Professor Finds Math Description Problematic
March 18, 2011
To the Editors:
In classical antiquity, a study of the artes liberales consisted of seven subjects. Grammar, logic and rhetoric comprised the core, the trivium, and arithmetic, geometry, astronomy, and music the remainder, the quadrivium. This framework still casts a shadow on modern higher learning, but sadly not the Review.
While browsing the weekly calendar spread last week, I was startled to read your announcement for the Fuzzy Vance Lecture Series. Following the particulars, your annotation said, “If you’re one of those people who are actually into/excell at math, this is for you, you odd little demographic.” Can you imagine applying the same language to any other announcement in that spread? I challenge you to use the exact wording for any event in the humanities or the social sciences. It would cause a five-alarm political incorrectness alert. The fact that you think it is okay to apply it to a mathematics event is a shameful double standard. I need not point out that the annotation laid bare your ignorance. You also missed a terrific pun opportunity, which I will let you ponder.
If you think anti-intellectualism is something unenlightened people practice elsewhere, think again. I expect wit, and occasionally some erudition, from the main weekly student periodical on a self-admittedly intellectual campus. In this snapshot, there is not a whit of it. In subtly questioning that some people might actually be interested in attending a lecture on logic, your announcement is an embarrassment. “Banal” also comes to mind. It is sad that your best disposition toward mathematics is in the St. Patty’s Day Survival Guide in the same spread: If you show up to math class drunk, you are screwed, whereas in the other classes you can bluff your way out.
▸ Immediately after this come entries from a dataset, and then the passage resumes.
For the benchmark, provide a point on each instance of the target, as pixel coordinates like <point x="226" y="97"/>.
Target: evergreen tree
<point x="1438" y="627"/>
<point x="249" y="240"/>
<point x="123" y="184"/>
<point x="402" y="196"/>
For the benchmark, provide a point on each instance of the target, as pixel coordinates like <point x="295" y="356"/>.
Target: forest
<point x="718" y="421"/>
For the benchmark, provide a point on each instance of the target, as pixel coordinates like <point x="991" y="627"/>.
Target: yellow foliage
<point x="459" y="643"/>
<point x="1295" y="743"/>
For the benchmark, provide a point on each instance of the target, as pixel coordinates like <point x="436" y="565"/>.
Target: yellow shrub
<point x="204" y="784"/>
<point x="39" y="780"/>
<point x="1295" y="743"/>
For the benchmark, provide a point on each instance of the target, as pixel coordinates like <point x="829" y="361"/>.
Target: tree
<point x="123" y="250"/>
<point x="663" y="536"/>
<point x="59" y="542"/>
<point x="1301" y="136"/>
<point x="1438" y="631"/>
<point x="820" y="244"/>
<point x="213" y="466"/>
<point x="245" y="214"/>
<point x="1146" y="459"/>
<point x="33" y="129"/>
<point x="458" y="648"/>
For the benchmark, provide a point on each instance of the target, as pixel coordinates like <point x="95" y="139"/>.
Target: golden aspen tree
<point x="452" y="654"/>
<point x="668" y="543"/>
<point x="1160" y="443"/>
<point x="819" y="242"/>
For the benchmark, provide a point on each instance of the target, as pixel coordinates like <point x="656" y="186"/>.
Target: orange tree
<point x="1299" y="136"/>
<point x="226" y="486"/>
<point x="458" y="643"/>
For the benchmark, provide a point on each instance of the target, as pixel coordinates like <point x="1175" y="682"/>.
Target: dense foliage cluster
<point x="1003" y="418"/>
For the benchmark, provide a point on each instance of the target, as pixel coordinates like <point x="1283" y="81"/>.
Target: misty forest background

In the early 1990s, a short-lived Barbie doll spake, “Math class is tough.” It was pulled from the shelves soon after it was released, for all the reasons you might suspect. If you consider your publication a standard bearer for our campus in the 21st century, I mournfully note that you are still back there with Math Barbie. The Review is run by a small group, so it is not fair to extrapolate to larger cultural attitudes based on this limited sampling. That said, your juvenile approach is still disturbing. Tickle me, inform me, titillate me even, but please do not insult the intelligence of a demographic that is larger than you think. There are ways to poke fun at mathematics without admitting your ignorance. In its current state, your humor falls short of trivial.
My assignment for all the editors at the Review, your penance, is to attend the lecture. There will be no quiz to follow, only enlightenment.
By the way, there are two typos in the calendar spread: it is “excel” not “excell,” and it is “lasses” not “lases,” which refers to the action of a laser.